Regulators Defend Derivatives Rule

Regulators approved a rule on Wednesday that spells out the type of derivatives dealers that will soon face federal oversight, a crucial piece of the broader regulation for the market that played a major role in the financial crisis.

The rule, which defines the universe of so-called swaps dealers, has been one of the more contentious rules stemming from the Dodd-Frank regulatory overhaul law. Dodd-Frank, passed in response to the crisis, sought to create new oversight and capital requirements on the firms that arrange swaps.

The Securities and Exchange Commission’s five members approved the rule unanimously, while the Commodity Futures Trading Commission voted 4 to 1 in favor of it.

In passing the rule, the agencies rejected criticism that the plan was too lax on the derivatives industry. The rule will exempt energy firms, banks and other companies that arrange less than $8 billion worth a year of swaps, the derivative contracts tied to interest rates and commodities like oil and gas. After five years, the threshold would be lowered to $3 billion. But when regulators first proposed the rules in late 2010, they set the de minimis exemption at $100 million.

As DealBook reported on Tuesday, one limited set of regulatory data suggests that 85 percent of companies would not be subject to oversight under the $8 billion exemption.

But some regulators say that the number of exempt firms is largely irrelevant. Of greater importance, they say, is that their rule still would capture the vast majority of swaps contracts because it applies to the big banks like Goldman Sachs that arrange most of the deals.

“As the swap dealing market is dominated by large entities, though, I believe that the final swap dealer definition will encompass the vast majority of swap dealing activity, as Congress had intended,” Gary Gensler, chairman of the C.F.T.C., said at a public meeting in Washington on Wednesday.

He then directed a statement at critics of the rule. “For those who question the level of the de minimis, we considered the threshold in the context of an overall $300 trillion notional swaps market,” he said, noting that $8 billion was hardly significant amid this huge market.

The $8 billion threshold, he said, represented $32 million in notional value of derivatives trading per day. “Putting this in perspective, the interest rate swap market, transacts, on average, over $500 billion notional per day,” Mr. Gensler said. “As further reference, this year the futures markets for crude oil traded, on average, $65 billion of notional per day.”

Under the rule, the C.F.T.C and S.E.C. must study whether the $8 billion figure is appropriate.
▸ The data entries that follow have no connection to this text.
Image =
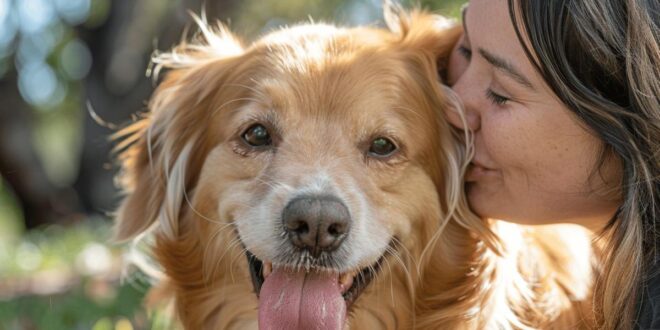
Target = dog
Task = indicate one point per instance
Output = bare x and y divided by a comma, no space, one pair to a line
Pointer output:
311,180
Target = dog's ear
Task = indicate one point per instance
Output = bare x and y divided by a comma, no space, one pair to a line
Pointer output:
161,154
435,35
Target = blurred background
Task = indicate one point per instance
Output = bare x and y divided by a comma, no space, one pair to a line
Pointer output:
71,72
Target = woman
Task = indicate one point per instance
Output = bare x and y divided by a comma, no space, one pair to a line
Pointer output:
562,98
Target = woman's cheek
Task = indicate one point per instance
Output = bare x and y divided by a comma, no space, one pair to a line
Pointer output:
457,64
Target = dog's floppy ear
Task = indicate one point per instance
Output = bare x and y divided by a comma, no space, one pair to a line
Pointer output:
161,154
435,35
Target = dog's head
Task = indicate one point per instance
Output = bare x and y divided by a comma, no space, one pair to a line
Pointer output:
319,152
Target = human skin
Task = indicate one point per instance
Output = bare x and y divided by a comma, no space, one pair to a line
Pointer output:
535,162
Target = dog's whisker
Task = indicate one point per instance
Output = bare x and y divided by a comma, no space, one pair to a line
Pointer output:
232,101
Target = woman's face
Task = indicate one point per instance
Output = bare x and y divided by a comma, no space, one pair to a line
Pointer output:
534,162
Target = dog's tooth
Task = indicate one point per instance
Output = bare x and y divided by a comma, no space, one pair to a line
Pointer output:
345,281
267,269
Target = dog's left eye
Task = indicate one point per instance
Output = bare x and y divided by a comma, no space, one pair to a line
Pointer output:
381,147
257,136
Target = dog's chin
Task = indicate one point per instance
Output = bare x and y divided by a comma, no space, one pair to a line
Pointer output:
351,283
316,284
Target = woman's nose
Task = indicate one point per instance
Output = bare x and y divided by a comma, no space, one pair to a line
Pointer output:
471,118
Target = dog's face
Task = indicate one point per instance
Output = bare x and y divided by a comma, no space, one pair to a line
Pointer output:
318,152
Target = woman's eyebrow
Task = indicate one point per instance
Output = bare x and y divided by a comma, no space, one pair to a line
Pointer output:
506,67
463,14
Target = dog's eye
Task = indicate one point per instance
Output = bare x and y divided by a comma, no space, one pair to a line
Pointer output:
257,136
381,147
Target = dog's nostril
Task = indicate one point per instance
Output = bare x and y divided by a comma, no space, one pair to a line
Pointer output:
336,229
298,226
316,223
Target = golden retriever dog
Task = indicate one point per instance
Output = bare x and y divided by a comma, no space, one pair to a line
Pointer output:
311,181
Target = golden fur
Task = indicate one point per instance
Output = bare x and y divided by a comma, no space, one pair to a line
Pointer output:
188,178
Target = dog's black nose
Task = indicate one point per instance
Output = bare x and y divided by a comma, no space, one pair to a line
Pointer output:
316,223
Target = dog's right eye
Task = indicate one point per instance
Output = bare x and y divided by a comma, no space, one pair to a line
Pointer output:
257,136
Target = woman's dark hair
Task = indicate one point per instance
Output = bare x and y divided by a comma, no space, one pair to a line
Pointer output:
602,60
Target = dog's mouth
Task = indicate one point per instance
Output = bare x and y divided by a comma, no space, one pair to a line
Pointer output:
297,298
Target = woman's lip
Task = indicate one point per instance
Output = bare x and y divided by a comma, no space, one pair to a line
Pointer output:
476,171
480,164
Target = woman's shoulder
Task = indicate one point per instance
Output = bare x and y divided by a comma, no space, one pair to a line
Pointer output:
649,311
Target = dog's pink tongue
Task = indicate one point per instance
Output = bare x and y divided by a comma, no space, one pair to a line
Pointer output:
300,300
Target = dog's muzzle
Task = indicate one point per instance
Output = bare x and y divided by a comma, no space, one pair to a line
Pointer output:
316,224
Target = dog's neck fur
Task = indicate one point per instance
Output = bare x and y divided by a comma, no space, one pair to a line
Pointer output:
531,286
464,285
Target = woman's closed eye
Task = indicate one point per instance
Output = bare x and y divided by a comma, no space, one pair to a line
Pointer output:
465,52
496,98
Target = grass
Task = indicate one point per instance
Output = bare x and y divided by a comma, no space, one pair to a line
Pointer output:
68,278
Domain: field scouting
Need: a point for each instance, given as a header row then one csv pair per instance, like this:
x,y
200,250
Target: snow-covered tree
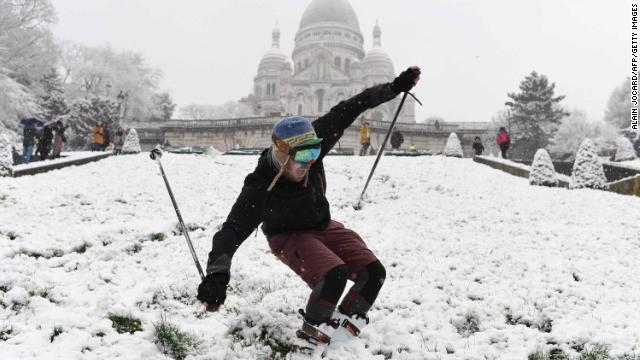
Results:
x,y
164,106
85,113
542,171
624,149
26,40
6,158
535,115
572,131
617,112
131,143
587,169
453,148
The agencies could change the figure if it proved too high or low.

Bart Chilton, a Democratic member of the C.F.T.C. who supported the rule but sounded a note of caution that the $8 billion threshold “erred on the high side,” welcomed the study as a way to add clarity to the debate.

“We’ll have the study,” he said, and “we can do the right thing and we can come up with a more appropriate, fine-tuned” rule down the road.